A.3. Modèle d'appellation de partitions de disque et points de montage

L'un des domaines prêtant les nouveaux utilisateurs de Linux à confusion est la manière dont les partitions sont utilisées et leur accès par le système d'exploitation Linux. Sous DOS/Windows, celle-ci est relativement simple : chaque partition reçoit une « lettre » comme nom de disque. Vous pouvez ensuite utiliser la lettre de disque correcte pour vous référer aux fichiers et répertoires sur la partition correspondante. Les partitions, ou, plus généralement, l'espace disque, ne fonctionnent pas du tout de la même façon sous Linux. Cette section décrit les principes généraux du modèle d'appellation des partitions et la façon dont les partitions sont accédées sous Red Hat Enterprise Linux.

A.3.1. Système de dénomination des partitions

Red Hat Enterprise Linux utilise un modèle d'appellation de partitions basé fichier, avec des noms de fichier sous la forme : /dev/xxyN.
Les noms de périphérique et de partitions sont les suivants :
/dev/
Ceci correspond au nom du répertoire dans lequel se trouvent tous les fichiers de périphériques. Étant donné que les partitions se trouvent sur des disques durs et que ceux-ci sont des périphériques, les fichiers représentant toutes les partitions possibles se situent dans /dev/.
xx
Les deux premières lettres du nom de la partition indiquent le type de périphérique sur lequel se trouve la partition, généralement sd.
y
Cette lettre indique le périphérique sur lequel se trouve la partition. Par exemple, /dev/sda pour le premier disque dur, /dev/sdb pour le deuxième, etc.
N
Le nombre final désigne la partition. Les quatre premières partitions (primaires ou étendues) sont numérotées de 1 à 4. La numérotation des partitions logiques commence à 5. Par exemple, /dev/sda3 désigne la troisième partition primaire ou étendue du premier disque dur et /dev/sdb6 désigne la seconde partition logique du second disque dur.

Note

Même si Red Hat Enterprise Linux peut identifier et se référer à tous types de partitions de disque, il n'est peut-être pas capable de lire le système de fichiers et ainsi accéder aux données stockées sur chaque type de partition. Mais dans de nombreux cas, il est possible d'accéder aux données sur une partition dédiée à un autre système d'exploitation.

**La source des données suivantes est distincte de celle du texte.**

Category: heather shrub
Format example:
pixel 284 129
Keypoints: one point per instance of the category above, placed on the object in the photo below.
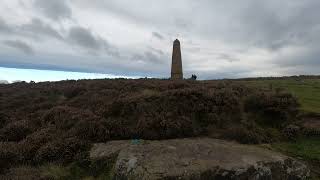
pixel 62 119
pixel 15 131
pixel 246 136
pixel 8 155
pixel 61 150
pixel 272 109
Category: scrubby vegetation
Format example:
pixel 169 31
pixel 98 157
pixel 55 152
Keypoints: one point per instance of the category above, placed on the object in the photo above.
pixel 58 122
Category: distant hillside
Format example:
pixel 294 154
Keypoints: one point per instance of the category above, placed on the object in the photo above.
pixel 59 121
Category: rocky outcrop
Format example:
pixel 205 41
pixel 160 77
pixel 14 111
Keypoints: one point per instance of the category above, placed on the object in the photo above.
pixel 199 158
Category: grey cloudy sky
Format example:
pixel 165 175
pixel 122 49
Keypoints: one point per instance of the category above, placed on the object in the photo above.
pixel 220 39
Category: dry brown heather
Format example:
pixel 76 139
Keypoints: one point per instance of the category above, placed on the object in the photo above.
pixel 58 122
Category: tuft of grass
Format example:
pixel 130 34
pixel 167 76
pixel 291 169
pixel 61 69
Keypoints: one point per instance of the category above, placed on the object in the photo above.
pixel 305 148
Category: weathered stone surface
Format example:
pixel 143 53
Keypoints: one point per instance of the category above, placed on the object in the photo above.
pixel 108 150
pixel 200 158
pixel 176 68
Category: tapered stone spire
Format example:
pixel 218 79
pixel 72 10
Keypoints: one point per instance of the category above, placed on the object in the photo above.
pixel 176 68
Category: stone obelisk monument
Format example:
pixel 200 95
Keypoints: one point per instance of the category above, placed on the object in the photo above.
pixel 176 68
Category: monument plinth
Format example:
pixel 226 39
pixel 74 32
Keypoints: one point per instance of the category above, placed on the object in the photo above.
pixel 176 68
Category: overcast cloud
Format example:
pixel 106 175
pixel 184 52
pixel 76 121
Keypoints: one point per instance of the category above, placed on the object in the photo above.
pixel 220 39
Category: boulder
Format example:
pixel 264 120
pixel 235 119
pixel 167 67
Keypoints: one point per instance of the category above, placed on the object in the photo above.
pixel 199 158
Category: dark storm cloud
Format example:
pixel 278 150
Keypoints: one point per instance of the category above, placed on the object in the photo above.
pixel 19 45
pixel 270 25
pixel 157 35
pixel 214 33
pixel 151 57
pixel 54 9
pixel 226 57
pixel 84 38
pixel 37 28
pixel 4 27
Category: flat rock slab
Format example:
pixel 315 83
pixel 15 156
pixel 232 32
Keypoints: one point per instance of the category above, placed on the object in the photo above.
pixel 199 158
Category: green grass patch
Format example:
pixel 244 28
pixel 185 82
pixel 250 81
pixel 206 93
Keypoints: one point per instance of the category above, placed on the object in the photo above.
pixel 306 90
pixel 305 148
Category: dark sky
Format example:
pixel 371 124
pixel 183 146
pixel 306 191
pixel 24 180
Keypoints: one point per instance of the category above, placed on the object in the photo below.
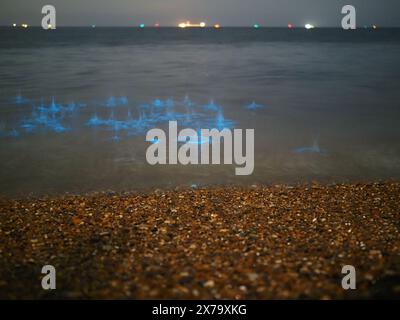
pixel 226 12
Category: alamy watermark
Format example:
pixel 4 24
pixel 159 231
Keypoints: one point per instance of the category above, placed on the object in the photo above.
pixel 196 148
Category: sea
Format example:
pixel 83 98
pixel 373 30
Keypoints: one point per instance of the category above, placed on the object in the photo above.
pixel 76 104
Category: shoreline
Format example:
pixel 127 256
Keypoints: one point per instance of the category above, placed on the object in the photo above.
pixel 260 242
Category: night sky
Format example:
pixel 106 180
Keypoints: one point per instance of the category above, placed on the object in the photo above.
pixel 323 13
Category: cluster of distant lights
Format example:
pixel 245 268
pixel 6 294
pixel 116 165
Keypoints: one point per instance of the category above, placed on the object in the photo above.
pixel 188 24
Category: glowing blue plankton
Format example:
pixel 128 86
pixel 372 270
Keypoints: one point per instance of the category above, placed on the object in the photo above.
pixel 19 99
pixel 211 106
pixel 254 106
pixel 222 123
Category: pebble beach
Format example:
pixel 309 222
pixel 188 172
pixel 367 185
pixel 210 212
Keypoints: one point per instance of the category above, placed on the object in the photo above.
pixel 259 242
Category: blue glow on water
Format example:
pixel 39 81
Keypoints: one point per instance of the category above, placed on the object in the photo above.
pixel 13 133
pixel 254 106
pixel 111 102
pixel 211 106
pixel 19 99
pixel 53 116
pixel 158 103
pixel 221 123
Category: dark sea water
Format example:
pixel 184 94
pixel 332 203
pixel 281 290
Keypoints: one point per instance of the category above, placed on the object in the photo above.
pixel 75 104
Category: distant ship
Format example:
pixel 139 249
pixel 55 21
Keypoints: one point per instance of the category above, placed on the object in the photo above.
pixel 187 24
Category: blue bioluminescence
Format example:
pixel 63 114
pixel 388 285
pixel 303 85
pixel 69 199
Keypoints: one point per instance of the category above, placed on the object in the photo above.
pixel 19 99
pixel 211 106
pixel 95 121
pixel 158 103
pixel 221 123
pixel 111 102
pixel 13 133
pixel 254 106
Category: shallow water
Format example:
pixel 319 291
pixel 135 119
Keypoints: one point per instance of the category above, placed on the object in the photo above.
pixel 75 104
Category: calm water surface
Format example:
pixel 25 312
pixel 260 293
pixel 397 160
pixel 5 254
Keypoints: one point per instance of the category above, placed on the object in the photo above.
pixel 75 104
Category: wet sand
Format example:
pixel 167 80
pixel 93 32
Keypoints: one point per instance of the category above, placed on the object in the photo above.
pixel 277 242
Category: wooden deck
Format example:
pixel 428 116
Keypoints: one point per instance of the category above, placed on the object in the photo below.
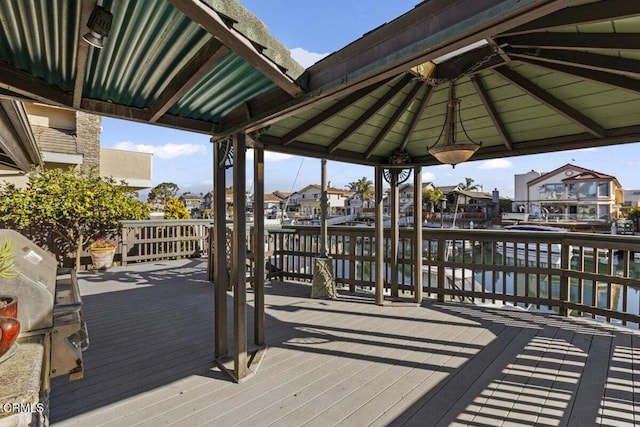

A.3.2. Partitions de disque et points de montage

Dans Red Hat Enterprise Linux, chaque partition est utilisée afin de former une partie du stockage nécessaire à la prise en charge d'un ensemble unique de fichiers et de répertoires. Pour ce faire, vous associez une partition à un répertoire dans le cadre d'un processus appelé montage. Le montage d'une partition rend son contenu disponible à partir d'un répertoire spécifié (appelé point de montage).
Par exemple, si une partition /dev/sda5 est montée sur /usr/, cela signifie que tous les fichiers et répertoires sous /usr/ se trouvent physiquement sur /dev/sda5. Ainsi, le fichier /usr/share/doc/FAQ/txt/Linux-FAQ serait stocké sur /dev/sda5, alors que le fichier /etc/gdm/custom.conf, lui, ne le serait pas.
Si nous poursuivons avec l'exemple, il est également possible qu'un ou plusieurs répertoires sous /usr/ soient des points de montage pour d'autres partitions. Par exemple, une partition (disons /dev/sda7) pourrait être montée sur /usr/local/, ce qui signifie que /usr/local/man/whatis se trouverait alors sur /dev/sda7 plutôt que sur /dev/sda5.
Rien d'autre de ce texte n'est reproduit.